Racy Tests in ProvisionerSuite


#1

I came across this one a couple of times today in different places, and also tripped it once locally:
https://bugs.launchpad.net/juju/+bug/1790091

The CI race job is also has failures in the same suite, across the branches. For example:
http://10.125.0.203:8080/view/Unit%20tests/job/RunUnittests-race-amd64/690/testReport/junit/github/com_juju_juju_worker_provisioner/TestPackage/

A cursory look at the code shows that these tests are racy. We are starting a worker that we hope is done before we start making assertions on data that it writes.

There are multiple approaches in the code-base to syncing on worker events, but it feels to me like we add excessive test-only logic to accommodate these quirks, and that it chips at the edges instead of being declarative and forthright. Is it worth working towards a uniform approach here?

Perhaps some of the suites can be modified to use mocks instead of spinning up Mongos.

I have some notions on refining the approach, but I think what I have done for the upgrade-series worker is worth looking at - it is a stab at being declarative about how the the test will behave when creating the worker, passing “behaviours”.
https://github.com/juju/juju/blob/develop/worker/upgradeseries/worker_test.go

One of these behaviours is how many invocations of loop watchers will be triggered. There is a test-level synchronisation on the provision of the notifications, which is working well in the tests.
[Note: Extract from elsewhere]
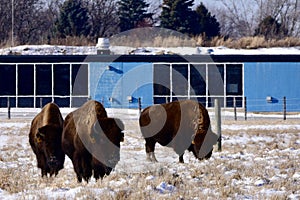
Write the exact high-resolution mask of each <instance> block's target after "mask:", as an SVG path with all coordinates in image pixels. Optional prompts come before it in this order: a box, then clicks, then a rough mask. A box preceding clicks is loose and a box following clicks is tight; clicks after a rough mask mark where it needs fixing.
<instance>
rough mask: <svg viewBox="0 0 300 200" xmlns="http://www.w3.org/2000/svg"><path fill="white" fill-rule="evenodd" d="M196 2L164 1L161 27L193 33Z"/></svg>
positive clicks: (177, 0) (185, 1)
I am hoping to play around with some more ideas prior to the Brussels engineering sprint, but if anyone has opinions on that code, I’d welcome the discussion.


#2

I proposed a patch to the upgrade-series worker tests linked above.

It demonstrates further leaning on the “behaviour” idea to do compose groups of mock expectations into more than one scenario. It is a little contrived in this case, but the idea is there.

https://github.com/juju/juju/pull/9155